NBSafety: Fine-Grained Lineage Tracking for Safer Jupyter Notebooks

Stephen Macke

Audience level:
Novice

Brief Summary

Jupyter notebook state is difficult to reason about, inspiring colorful talks such as Joel Grus' "I don't like Notebooks" presented at JupyterCon 2018. To address this problem, we developed a custom kernel, https://github.com/nbsafety-project/nbsafety, that highlights cells that a) are likely unsafe to execute, and b) likely useful to re-execute, all without requiring changes to user behavior.

Outline

Jupyter notebooks have revolutionized the analytical workflows of scientists and engineers. By keeping intermediate program state in memory and segmenting units of execution into so-called “cells”, notebooks allow users to execute their workflows interactively and enjoy particularly tight feedback. However, as cells are added, removed, reordered, and rerun, this hidden intermediate state accumulates in a way that is not necessarily correlated with the code visible in the notebook’s cells, making execution behavior difficult to reason about. To address some of these shortcomings, we present NBSafety, a custom Jupyter kernel and frontend that uses a combination of runtime tracing and static analysis to automatically manage lineage metadata associated with cell execution and global state. NBSafety highlights cells that, if executed, would likely give counter-intuitive results due to stale references. At the same time, NBSafety also highlights cells that would resolve staleness issues.

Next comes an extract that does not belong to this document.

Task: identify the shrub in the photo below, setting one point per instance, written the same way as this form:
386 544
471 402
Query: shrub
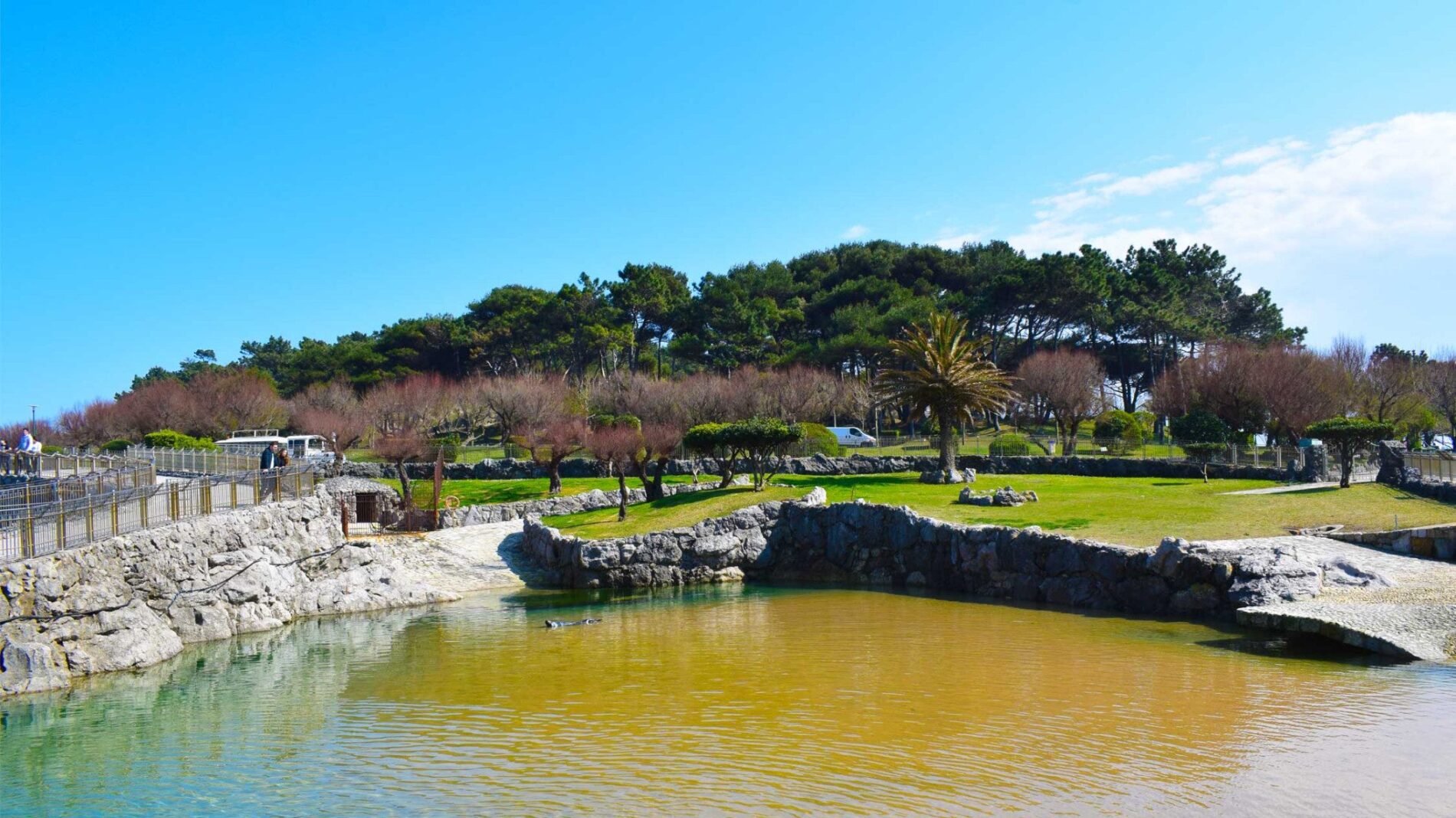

Thesis and key takeaways: Our thesis is that NBSafety helps reduce cognitive overhead associated with automatically managing Jupyter notebooks' hidden, global state, and does so in a way that does not require users to give up the notebooks they already know and love. By analyzing a collection of more than 2000 real Jupyter sessions, we show that, indeed, a) the cells highlighted by NBSafety as unsafe are, in fact avoided by users, and b) the cells highlighted by NBSafety as re-execution suggestions are, in fact, often picked for re-execution.

Background knowledge: anybody who has used notebooks before will be able to follow our presentation and understand the benefits provided by our software, though some background in static program analysis may be helpful for understanding the more technical aspects.

Goals: After visiting our poster, we hope to convince audience members that NBSafety helps reduce some of the error-proneness in Jupyter notebooks identified by Joel Grus at JupyterCon 2018.

Our FOSS code is available at https://github.com/nbsafety-project/nbsafety, and we are excited to share it with the community, as we believe it represents an important step in making Jupyter notebooks easier to work with than they already are. Based on our personal experience, we think that NBSafety is "The Jupyter kernel you didn't know you needed".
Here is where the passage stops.